The program requirements for this project, installed at the newly established, 11,500-acre Tippet Rise Art Center, were simple: replicate a late-1800s, one-room Montana schoolhouse to provide a relatively protected interior space for housing an original Patrick Dougherty sculpture made of saplings.
It was important the schoolhouse – and the overall installation – create authenticity, a fact Dougherty acknowledged: “Building a sculpture is building an illusion,” he said. “You want to make it a powerful enough illusion so that people, in fact, really want to come running.”
The most difficult task was determining the level of protection needed for the sculpture while creating a building appearing to have been beaten by a century of weather. Dougherty requested the team find a method of protecting the interior from water infiltration so as to maximize the potential for its longevity. Typically easy, when replicating a more than 100-year-old deteriorated schoolhouse, the task becomes more challenging.
One element deemed important to preserve was the look of a deteriorated roof allowing natural light to filter into the interior through gaps in the skip sheathing. This was achieved by sandwiching acrylic sheets between two layers of 1x planks in a seamless application invisible to the untrained eye. A secondary challenge was creating interior and exterior finishes closely matched to those of the nearby historic Stockade Schoolhouse.

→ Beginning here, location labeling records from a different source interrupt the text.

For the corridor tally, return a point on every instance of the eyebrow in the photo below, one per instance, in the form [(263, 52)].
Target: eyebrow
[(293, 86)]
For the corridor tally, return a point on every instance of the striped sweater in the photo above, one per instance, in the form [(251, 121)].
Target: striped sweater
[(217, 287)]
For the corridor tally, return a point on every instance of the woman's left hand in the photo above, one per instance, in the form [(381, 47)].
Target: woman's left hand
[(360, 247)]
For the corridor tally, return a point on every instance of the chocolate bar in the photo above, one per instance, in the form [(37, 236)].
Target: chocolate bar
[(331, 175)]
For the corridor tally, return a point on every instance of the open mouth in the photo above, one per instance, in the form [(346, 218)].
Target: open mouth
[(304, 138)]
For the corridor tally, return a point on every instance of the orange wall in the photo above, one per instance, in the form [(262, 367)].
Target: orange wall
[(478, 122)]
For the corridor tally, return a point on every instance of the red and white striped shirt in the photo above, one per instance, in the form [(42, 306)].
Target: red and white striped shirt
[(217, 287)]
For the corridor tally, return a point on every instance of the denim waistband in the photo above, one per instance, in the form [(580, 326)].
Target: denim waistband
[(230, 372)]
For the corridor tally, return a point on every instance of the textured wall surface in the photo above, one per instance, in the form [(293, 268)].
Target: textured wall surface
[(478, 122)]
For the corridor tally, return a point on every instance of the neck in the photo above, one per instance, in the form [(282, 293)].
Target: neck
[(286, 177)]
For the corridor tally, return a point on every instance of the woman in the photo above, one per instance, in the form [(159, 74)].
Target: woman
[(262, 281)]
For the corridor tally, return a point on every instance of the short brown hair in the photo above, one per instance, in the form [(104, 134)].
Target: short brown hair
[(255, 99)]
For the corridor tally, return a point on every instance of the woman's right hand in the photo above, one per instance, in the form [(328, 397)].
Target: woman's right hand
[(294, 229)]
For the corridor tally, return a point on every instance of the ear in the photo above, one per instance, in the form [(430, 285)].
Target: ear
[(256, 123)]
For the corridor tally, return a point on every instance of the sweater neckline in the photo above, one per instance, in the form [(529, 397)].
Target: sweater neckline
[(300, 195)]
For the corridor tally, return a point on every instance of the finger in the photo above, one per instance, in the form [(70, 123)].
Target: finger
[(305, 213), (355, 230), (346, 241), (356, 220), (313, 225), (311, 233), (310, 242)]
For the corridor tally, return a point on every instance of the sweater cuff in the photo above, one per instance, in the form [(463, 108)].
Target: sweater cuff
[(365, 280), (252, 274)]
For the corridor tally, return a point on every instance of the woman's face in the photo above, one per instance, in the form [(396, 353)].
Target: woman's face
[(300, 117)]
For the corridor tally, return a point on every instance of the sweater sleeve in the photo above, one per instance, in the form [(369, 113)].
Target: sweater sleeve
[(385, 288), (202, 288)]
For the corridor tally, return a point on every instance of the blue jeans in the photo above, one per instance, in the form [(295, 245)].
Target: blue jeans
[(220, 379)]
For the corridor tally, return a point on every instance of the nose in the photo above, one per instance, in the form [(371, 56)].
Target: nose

The process included: (1) thoroughly documenting the existing school, noting layers of paint and elements of detailed deterioration, such as subtle discoloration from differential rates of water damage, ghosted “memories” of since-removed built-in shelving, and rows of rusted nails once holding shingles; (2) reviewing full-scale mock-ups with the client and contractor to determine the best “recipe” of finish techniques; and (3) a hands-on approach to construction administration, walking through subtle details and tweaks to the finished recipe.